BlacKkKlansman (2018)—that’s right! A film with this kind of title is bound to be original, and it sure is.
The paramount aspect is of course the acting with Denzel Washington’s son John David Washington playing the lead role of an undercover detective who tries to infiltrate the KKK’s branch in Colorado Springs. He proves that he got the acting chops from his legendary father. Adam Driver, Jasper Pääkkönen (who I found out later on was Finnish and I could not digest that after finishing the flick), Ryan Eggold, and Topher Grace gave the finest performances of their careers up till now.
This biopic features the most unbelievable truth is stranger than fiction narrative since the 2018 documentary series, Wild Wild Country. It opens brilliantly and pays homage to several anti-black media (The Birth of a Nation) as well as blaxpoitation franchises (such as Shaft).
Where BlacKkKlansman fails is in its pacing. There are certainly scenes which could have been edited better, although long-time Spike Lee editor Barry Alexander Brown, does an overall impressive job here. The cinematography by Chayse Irvin also manages to colorfully show us the racially infuriated period of 70s USA.
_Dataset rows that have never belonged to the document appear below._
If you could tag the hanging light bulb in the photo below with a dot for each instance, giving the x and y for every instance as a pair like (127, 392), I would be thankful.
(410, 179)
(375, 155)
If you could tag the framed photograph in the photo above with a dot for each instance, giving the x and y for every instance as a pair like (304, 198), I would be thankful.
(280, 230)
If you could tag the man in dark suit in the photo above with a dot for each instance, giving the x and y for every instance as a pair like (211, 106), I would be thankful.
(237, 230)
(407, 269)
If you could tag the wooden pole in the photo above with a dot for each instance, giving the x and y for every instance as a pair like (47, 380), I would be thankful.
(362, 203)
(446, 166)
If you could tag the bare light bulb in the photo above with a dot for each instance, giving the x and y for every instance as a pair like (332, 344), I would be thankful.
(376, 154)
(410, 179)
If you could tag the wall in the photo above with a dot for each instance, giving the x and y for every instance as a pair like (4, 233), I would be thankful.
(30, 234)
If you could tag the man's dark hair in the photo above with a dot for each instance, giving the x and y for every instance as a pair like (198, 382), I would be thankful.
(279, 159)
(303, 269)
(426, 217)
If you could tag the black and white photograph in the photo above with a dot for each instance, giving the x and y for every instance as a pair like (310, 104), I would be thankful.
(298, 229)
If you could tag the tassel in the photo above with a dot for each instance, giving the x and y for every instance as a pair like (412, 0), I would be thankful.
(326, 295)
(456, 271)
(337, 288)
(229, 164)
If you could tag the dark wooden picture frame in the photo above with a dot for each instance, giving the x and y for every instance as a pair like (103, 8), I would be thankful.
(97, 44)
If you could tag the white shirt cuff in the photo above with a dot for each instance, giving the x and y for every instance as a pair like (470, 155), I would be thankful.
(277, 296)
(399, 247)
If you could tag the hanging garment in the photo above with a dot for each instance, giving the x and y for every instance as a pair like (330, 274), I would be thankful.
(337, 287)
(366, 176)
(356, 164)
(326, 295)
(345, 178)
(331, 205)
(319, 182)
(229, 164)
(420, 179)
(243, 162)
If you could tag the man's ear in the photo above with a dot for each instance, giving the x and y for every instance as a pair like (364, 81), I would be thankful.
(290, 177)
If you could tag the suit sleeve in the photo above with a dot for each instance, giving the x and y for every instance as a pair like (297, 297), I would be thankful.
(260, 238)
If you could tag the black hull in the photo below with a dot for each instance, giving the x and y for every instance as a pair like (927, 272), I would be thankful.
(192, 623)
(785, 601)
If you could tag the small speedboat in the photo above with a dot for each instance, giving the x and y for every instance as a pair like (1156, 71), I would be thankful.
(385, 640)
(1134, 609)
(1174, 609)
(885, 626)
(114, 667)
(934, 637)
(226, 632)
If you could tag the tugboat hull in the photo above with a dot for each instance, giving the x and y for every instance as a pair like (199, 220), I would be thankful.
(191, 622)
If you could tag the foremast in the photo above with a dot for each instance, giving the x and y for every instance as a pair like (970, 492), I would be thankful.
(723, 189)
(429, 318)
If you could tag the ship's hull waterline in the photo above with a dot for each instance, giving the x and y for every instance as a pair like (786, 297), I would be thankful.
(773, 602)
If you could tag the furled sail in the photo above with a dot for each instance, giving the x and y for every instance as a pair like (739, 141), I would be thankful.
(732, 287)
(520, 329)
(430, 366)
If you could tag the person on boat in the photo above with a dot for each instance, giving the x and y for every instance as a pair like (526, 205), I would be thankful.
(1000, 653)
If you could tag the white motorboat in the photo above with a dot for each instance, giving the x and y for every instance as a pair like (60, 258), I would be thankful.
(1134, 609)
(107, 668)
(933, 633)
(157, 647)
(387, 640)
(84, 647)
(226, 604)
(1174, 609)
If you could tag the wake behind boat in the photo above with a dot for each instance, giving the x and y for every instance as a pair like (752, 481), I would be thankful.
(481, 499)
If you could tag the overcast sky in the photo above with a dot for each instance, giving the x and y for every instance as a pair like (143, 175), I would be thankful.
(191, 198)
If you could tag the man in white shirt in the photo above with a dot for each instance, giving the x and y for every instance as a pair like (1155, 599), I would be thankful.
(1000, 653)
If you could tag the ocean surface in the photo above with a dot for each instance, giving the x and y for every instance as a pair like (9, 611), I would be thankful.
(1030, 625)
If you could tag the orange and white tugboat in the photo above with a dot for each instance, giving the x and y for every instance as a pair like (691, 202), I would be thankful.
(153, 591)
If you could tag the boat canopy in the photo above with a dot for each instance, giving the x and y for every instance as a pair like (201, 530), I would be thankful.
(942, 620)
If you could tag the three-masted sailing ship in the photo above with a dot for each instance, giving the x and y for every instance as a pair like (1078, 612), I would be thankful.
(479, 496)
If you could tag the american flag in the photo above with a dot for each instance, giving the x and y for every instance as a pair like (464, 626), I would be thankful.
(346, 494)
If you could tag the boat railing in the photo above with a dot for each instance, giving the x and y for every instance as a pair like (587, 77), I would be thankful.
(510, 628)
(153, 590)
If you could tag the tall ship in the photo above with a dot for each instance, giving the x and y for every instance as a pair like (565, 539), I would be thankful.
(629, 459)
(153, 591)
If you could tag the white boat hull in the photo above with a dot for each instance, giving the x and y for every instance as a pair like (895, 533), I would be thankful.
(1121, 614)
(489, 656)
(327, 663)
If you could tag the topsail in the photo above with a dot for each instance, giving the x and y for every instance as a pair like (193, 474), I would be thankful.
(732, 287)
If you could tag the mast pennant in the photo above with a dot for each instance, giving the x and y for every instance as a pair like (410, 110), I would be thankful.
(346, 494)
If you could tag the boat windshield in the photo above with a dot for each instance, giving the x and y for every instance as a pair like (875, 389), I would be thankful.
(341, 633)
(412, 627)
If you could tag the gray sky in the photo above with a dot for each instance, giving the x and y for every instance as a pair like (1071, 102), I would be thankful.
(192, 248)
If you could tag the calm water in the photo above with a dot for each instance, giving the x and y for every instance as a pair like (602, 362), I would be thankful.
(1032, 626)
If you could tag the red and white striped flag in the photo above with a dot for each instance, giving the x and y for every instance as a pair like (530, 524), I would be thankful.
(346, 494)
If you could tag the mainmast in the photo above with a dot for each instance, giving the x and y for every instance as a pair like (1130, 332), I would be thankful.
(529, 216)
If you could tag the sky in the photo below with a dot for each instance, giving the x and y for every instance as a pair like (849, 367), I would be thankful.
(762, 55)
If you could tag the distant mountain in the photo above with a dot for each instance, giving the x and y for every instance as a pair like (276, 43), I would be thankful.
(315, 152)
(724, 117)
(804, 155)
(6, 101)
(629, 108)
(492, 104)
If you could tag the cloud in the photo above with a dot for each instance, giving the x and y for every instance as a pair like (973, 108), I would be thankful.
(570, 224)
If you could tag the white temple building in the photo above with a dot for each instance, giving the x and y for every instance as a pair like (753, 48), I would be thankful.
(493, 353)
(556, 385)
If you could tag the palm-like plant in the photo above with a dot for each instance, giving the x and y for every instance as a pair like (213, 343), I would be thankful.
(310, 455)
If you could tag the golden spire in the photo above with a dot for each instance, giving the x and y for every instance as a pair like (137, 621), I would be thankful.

In conclusion, BlacKkKlansman is one of the most unique flicks of 2018. It won Lee and three other writers the Best Adapted Screenplay Award (for adapting the 2014 memoir by Ron Stallworth) at the 91st Academy Awards, and also earned Lee his first directorial nod. This is only the second Spike Lee film that I’ve watched, and my first outing was Malcolm X, and though BlacKkKlansman is not as brilliantly made as the former, it still manages to stand tall in its own right while effectively passing the torch of the charismatic African-American lead role to the younger Washington.